Yes, I was, first here and then here, and there is more to come.

In the meantime, Matthew Yglesias has some thoughts on the issue:

I don’t think that’s really the best way to think about the issue [AB note: here, Matt is referring to my claim that “The open question is whether people behind the Veil of Ignorance really would choose to structure society in a way to maximize the minimum of well-being”]. It’s better to see that the purpose of the original position is to provide a formal model for a conclusion reached on independent normative grounds. In other words, Rawls sets up the original position the way he does because he thinks it leads to the conclusions he favors, and not the other way around.

I agree that Rawls likely had his Principles of Justice in mind first (it may well be documented in some of his writings), and then searched for a theory to justify them–a search that lead to the Veil of Ignorance/Original position argument. If this sounds backwards, it is–from a scientific method perspective.

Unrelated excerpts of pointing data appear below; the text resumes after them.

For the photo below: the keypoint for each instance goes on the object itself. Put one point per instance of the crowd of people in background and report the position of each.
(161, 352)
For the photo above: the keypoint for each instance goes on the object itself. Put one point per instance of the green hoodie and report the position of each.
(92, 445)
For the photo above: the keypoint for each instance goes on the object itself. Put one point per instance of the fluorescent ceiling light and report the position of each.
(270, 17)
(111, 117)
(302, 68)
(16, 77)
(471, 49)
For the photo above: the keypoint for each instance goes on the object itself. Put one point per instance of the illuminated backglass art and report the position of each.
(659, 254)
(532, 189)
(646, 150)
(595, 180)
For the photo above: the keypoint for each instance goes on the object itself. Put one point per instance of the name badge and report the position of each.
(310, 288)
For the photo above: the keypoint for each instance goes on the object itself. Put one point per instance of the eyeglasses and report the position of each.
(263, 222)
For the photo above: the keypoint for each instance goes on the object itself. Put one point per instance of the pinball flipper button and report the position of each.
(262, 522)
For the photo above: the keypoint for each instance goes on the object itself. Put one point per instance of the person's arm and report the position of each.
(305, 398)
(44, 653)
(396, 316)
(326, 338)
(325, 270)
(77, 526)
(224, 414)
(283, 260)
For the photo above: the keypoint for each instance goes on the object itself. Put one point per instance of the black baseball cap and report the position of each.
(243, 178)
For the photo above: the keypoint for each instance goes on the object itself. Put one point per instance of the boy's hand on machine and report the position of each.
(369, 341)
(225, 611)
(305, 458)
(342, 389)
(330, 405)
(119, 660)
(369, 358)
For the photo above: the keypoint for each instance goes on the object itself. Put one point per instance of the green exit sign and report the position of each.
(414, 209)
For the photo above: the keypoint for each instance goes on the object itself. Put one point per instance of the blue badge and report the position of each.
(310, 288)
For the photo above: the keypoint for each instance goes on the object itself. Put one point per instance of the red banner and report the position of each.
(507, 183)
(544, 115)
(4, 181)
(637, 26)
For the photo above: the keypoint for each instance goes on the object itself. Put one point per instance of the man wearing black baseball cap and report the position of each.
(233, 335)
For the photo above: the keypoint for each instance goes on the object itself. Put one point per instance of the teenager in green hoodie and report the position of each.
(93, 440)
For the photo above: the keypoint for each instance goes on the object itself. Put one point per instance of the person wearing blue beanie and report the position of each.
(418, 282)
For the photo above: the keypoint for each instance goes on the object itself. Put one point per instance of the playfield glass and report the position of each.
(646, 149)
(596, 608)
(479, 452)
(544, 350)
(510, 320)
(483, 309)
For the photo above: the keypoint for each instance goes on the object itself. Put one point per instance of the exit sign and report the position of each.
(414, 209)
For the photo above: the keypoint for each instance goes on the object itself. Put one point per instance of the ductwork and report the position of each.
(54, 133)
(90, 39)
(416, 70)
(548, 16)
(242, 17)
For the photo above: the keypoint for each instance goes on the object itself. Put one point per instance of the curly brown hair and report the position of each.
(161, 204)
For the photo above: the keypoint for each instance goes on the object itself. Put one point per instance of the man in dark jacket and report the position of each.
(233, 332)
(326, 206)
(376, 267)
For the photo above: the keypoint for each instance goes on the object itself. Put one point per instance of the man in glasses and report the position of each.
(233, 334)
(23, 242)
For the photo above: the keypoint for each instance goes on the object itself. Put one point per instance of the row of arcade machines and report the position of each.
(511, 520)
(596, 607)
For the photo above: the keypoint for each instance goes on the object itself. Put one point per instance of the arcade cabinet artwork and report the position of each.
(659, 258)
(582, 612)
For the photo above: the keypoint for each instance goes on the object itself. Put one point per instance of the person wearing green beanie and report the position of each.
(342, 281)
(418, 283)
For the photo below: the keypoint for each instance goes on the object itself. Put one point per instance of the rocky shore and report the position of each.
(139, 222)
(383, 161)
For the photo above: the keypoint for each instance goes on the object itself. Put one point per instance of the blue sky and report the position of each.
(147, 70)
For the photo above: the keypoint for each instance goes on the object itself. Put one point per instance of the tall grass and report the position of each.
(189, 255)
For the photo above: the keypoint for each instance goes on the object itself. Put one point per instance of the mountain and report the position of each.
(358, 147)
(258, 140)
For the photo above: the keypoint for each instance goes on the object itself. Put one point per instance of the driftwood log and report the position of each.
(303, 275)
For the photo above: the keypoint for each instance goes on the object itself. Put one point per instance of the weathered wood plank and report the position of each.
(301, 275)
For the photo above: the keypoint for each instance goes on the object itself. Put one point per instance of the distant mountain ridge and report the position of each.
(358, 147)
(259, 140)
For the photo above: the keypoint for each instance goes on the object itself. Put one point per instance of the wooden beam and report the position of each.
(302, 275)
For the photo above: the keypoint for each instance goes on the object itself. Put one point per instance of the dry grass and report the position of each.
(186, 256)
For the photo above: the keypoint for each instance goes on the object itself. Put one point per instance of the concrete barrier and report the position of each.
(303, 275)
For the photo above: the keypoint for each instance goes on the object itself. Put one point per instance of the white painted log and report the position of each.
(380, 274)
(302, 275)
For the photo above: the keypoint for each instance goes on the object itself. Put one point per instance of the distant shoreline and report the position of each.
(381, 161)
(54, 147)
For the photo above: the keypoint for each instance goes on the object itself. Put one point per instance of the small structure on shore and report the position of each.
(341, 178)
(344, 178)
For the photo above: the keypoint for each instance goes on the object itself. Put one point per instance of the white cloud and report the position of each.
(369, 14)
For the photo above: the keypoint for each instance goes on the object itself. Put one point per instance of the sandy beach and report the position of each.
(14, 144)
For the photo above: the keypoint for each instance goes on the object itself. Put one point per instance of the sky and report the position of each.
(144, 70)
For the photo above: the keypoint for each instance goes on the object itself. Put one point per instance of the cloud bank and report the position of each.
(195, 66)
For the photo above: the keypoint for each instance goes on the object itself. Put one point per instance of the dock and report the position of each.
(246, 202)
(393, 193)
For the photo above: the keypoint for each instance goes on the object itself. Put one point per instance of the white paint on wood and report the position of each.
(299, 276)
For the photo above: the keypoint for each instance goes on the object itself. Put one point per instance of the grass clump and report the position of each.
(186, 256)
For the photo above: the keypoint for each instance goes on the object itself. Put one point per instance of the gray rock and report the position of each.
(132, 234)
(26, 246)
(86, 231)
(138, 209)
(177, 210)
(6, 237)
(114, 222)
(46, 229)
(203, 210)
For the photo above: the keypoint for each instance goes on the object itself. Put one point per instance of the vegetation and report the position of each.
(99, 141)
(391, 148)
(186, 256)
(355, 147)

However, Philosophy is expressly normative, not positive, so this is not a weakness in Rawls’ approach.

In any event, if you are trying to use Rawls’ Veil of Ignorance to make a point, as Will Bailey and Eric Alterman recently did, I think you would start with the Veil and then try to get to the conclusion, in a Socratic fashion, not the other way around.

Matt’s site allows comments (something I should add someday), and his readers have interesting things to say. For example, a reader going by the name Ogged says “Not to put too fine a point on it, but you’re right, Bear’s wrong”, while an anonymous commenter says “Original postion deliberation doesn’t obviously lead to either Minimax *or* equal considerations of liberties. Why shouldn’t I be willing to swap unequal liberty (given some minimum: I’m not a slave, etc.) for a chance at more money?” This second commenter is making a statement about preferences and risk aversion, which I’ll talk about in my next (and final?) post on Rawls.